Answer
$[Number \space of \space Occupied \space States] = 6.7 \times 10^{19}$
Work Step by Step
There are 4 steps in solving this question.
First we need to find the probability that a state of E occupied at temperature T.

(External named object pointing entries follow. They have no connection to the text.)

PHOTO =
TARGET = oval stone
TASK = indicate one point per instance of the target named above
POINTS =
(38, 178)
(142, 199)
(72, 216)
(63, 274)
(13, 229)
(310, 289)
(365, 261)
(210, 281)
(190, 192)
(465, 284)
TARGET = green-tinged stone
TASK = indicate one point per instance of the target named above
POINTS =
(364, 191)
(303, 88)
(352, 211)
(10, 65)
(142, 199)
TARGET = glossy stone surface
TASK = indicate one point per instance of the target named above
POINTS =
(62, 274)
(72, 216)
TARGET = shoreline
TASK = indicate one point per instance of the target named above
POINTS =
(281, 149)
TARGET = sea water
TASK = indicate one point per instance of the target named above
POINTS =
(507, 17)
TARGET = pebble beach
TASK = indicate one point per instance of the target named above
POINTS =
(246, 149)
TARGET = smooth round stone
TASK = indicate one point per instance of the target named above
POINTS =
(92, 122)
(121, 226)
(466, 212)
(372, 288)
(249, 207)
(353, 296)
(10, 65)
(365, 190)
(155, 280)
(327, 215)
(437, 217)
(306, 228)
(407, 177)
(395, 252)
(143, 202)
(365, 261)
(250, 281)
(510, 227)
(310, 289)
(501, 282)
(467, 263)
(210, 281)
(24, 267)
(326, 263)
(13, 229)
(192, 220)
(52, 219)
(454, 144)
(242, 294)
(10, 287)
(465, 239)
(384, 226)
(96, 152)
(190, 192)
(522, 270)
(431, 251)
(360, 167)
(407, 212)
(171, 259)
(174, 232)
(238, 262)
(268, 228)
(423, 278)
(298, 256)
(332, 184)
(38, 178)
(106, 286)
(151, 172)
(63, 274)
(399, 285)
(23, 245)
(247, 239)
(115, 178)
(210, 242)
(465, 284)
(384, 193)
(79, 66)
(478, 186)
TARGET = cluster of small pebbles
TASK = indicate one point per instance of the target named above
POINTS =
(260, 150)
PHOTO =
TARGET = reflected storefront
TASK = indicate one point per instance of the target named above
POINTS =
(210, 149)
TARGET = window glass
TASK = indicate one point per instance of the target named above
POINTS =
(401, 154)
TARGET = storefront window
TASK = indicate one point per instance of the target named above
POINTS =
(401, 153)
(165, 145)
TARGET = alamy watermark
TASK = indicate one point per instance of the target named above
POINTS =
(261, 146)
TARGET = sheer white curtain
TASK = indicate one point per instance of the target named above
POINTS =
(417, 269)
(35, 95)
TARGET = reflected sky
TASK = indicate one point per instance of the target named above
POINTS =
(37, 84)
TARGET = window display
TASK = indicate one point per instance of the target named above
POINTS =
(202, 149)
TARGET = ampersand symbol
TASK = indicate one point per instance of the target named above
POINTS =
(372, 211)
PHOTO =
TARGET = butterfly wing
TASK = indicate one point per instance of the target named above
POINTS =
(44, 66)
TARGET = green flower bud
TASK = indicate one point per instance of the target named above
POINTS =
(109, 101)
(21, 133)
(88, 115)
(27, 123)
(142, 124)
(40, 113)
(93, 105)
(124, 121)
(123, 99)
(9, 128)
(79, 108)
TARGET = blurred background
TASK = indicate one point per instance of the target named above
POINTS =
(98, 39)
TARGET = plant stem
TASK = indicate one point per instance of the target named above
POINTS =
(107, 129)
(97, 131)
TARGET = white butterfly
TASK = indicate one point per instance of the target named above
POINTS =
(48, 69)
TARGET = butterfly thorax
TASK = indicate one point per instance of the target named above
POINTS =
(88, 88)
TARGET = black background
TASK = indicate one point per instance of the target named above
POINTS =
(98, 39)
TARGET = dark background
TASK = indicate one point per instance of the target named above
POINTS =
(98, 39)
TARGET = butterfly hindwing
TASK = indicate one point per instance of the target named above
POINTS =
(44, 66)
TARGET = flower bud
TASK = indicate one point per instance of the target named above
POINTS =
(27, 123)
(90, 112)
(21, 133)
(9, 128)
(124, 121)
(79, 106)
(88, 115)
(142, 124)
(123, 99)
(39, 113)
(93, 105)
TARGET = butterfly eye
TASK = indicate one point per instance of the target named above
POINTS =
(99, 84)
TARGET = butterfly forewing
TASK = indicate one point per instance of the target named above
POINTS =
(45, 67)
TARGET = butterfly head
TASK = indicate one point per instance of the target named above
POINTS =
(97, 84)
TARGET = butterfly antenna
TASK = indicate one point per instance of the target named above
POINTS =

$ P(E) = \frac{1}{e^{E_1 - E_F/kT} + 1}$
Then, solve the denominator first to make the next steps easier, Find the Fermi Energy in Joule
$E_F = \frac{(0.121)h^2}{m_e} n^{2/3}$
Where
$h = 6.626\times 10^{-34} J.s$
$m_e=9.109\times 10^{-31} kg$
n from the question $n = 1.70 \times 10^{28} m^{-3}$
$E_F = \frac{(0.121)(6.626\times 10^{-34} J.s)^2}{(9.109\times 10^{-31} kg)} (1.70 \times 10^{28} m^{-3})^{2/3}$
$E_F = 3.855 \times 10^{-19} J$
Take back the denominator to solve, where
$E$ in the question is $4.00 \times 10^{-19}J$
and $k = 1.38 \times 10^{-23} J/K$
and $T = 200k$
$e^{(4.00 \times 10^{-19}J) - (3.855 \times 10^{-19} J)/(1.38 \times 10^{-23} J/K)(200k) + 1}$
$ = 192.258$
So $ P(E) = \frac{1}{192.258}$
So $ P(E) = 5.2 \times 10^{-3}$
Next step is to calculate the density of states associated with the conduction electrons of a metal from equation
$N(E) = CE $
$C = \frac{8\sqrt 2 \pi (9.109\times 10^{-31} kg)^{3/2}}{(6.626\times 10^{-34} J.s)^3}$
$C = 1.062 \times 10^{56} kg^{3/2}/J^3.s^3$
So,
$N(E) = (1.062 \times 10^{56} kg^{3/2}/J^3.s^3)(4.00 \times 10^{-19}J) $
$N(E) = 6.717 \times 10^{46} /m^3.J$
(The unit has converted since $1 kg = 1 \space J.s^2.m^{-2}$ )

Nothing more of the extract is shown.